Melalui site monitoring Jalan Tol Cibitung Cilincing, PT API menegaskan komitmennya untuk terus meningkatkan kualitas layanan infrastruktur logistik nasional dan mendukung pertumbuhan ekonomi berbasis konektivitas industri serta pelabuhan.
Keberadaan Jalan Tol Cibitung Cilincing dinilai menjadi salah satu elemen penting dalam mendukung kelancaran rantai pasok nasional, terutama di tengah meningkatnya kebutuhan distribusi barang yang cepat dan efisien. Infrastruktur logistik yang terintegrasi saat ini menjadi kebutuhan utama bagi kawasan industri yang terus berkembang di wilayah Jabodetabek dan sekitarnya.

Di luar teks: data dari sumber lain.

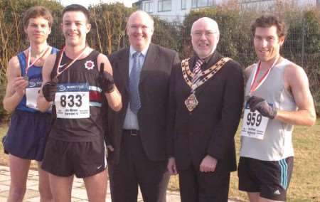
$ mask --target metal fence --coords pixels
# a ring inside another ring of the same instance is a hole
[[[161,17],[161,16],[158,16]],[[156,18],[157,19],[158,18]],[[190,30],[186,30],[186,25],[176,21],[176,19],[184,18],[184,16],[166,16],[169,22],[156,20],[155,31],[152,41],[163,46],[172,48],[178,51],[181,58],[189,57],[192,53]],[[170,20],[170,18],[174,20]],[[63,44],[63,36],[60,29],[60,16],[55,16],[55,23],[48,38],[51,46],[60,48]],[[94,19],[93,19],[94,20]],[[223,19],[215,19],[218,23]],[[301,18],[301,21],[304,18]],[[319,23],[319,22],[318,22]],[[158,23],[158,24],[157,24]],[[288,37],[281,51],[282,55],[292,60],[304,68],[309,78],[310,87],[316,103],[320,103],[320,34],[319,31],[311,31],[311,27],[306,23],[300,22],[301,27],[291,28]],[[250,24],[243,21],[239,24],[234,25],[238,30],[244,31],[233,33],[229,26],[219,23],[220,31],[220,39],[218,46],[218,51],[223,55],[231,57],[238,60],[244,67],[255,62],[257,58],[253,48],[252,37],[250,33]],[[318,27],[318,28],[319,28]],[[92,29],[87,36],[89,45],[92,48],[100,51],[100,46],[106,43],[99,40],[107,37],[105,33],[100,33],[100,38],[97,38],[97,28],[92,23]],[[170,30],[170,31],[169,31]],[[26,36],[21,26],[19,32],[21,43],[21,47],[26,48],[27,42]],[[1,37],[1,36],[0,36]],[[0,41],[1,39],[0,39]],[[108,45],[106,45],[108,46]],[[127,37],[124,36],[120,41],[119,44],[112,48],[112,51],[122,47],[129,46]],[[3,51],[0,47],[0,53]],[[22,48],[21,48],[22,49]],[[107,55],[107,49],[102,50],[103,53]],[[12,56],[12,55],[11,55]],[[319,105],[319,104],[318,104]]]

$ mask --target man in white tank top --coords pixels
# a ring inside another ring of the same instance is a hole
[[[293,125],[316,121],[308,78],[279,54],[285,24],[262,16],[251,26],[259,62],[245,70],[239,189],[251,202],[285,201],[293,166]]]

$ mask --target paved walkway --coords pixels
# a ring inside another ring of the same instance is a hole
[[[38,191],[38,172],[30,170],[28,176],[27,190],[24,197],[24,202],[40,201],[39,193]],[[10,172],[8,166],[0,166],[0,202],[6,202],[9,194],[10,186]],[[111,202],[110,191],[107,191],[107,202]],[[139,193],[138,202],[143,201],[141,193]],[[75,178],[73,184],[72,199],[73,202],[88,201],[85,184],[82,179]],[[167,202],[180,201],[180,195],[178,191],[166,192]],[[235,202],[229,201],[229,202]]]
[[[6,202],[9,194],[10,186],[10,172],[9,167],[0,166],[0,202]],[[111,202],[110,191],[107,192],[107,202]],[[168,191],[166,193],[168,202],[180,201],[178,192]],[[39,192],[38,191],[38,172],[30,170],[28,176],[27,191],[24,197],[25,202],[40,201]],[[73,202],[88,201],[85,184],[82,179],[75,178],[73,184],[72,200]],[[143,201],[141,193],[139,194],[138,201]]]

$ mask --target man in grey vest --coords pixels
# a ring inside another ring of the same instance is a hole
[[[293,167],[293,126],[313,125],[314,105],[303,68],[279,54],[284,23],[262,16],[251,30],[259,61],[245,70],[239,189],[247,192],[250,202],[285,201]]]

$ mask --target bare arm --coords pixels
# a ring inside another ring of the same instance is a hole
[[[111,64],[109,62],[108,58],[103,54],[100,54],[97,58],[98,66],[100,65],[100,63],[105,63],[105,71],[107,71],[110,75],[112,75],[112,69],[111,68]],[[114,85],[114,90],[108,93],[105,93],[105,97],[107,97],[107,100],[108,102],[109,106],[114,111],[118,112],[122,108],[122,102],[121,94],[119,92],[117,86]]]
[[[28,81],[21,77],[20,63],[16,56],[12,58],[9,63],[6,77],[8,84],[3,103],[4,109],[11,112],[21,101],[28,85]]]
[[[48,110],[48,109],[49,109],[51,105],[43,97],[43,94],[42,92],[42,87],[43,87],[43,85],[45,85],[47,82],[51,81],[50,74],[53,68],[53,65],[55,64],[55,57],[56,57],[55,54],[50,55],[46,60],[42,69],[43,82],[41,90],[40,90],[39,96],[38,97],[37,102],[38,102],[38,108],[39,109],[40,111],[43,112]]]
[[[292,65],[284,70],[284,80],[285,87],[292,92],[298,110],[278,110],[274,118],[292,124],[312,126],[316,122],[316,110],[305,72],[302,68]]]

Dengan adanya pengembangan rest area logistik, kendaraan angkutan barang diharapkan dapat memperoleh fasilitas pendukung yang lebih memadai sehingga dapat meningkatkan keselamatan perjalanan dan efisiensi operasional. Selain itu, penguatan sistem pengawasan dan operasional jalan tol juga diyakini mampu memberikan kenyamanan bagi pelaku usaha logistik dalam menjalankan aktivitas distribusi setiap harinya.
PT API optimistis pengembangan infrastruktur logistik yang berkelanjutan akan mampu meningkatkan daya saing ekonomi nasional sekaligus memperkuat konektivitas antarwilayah industri di Indonesia.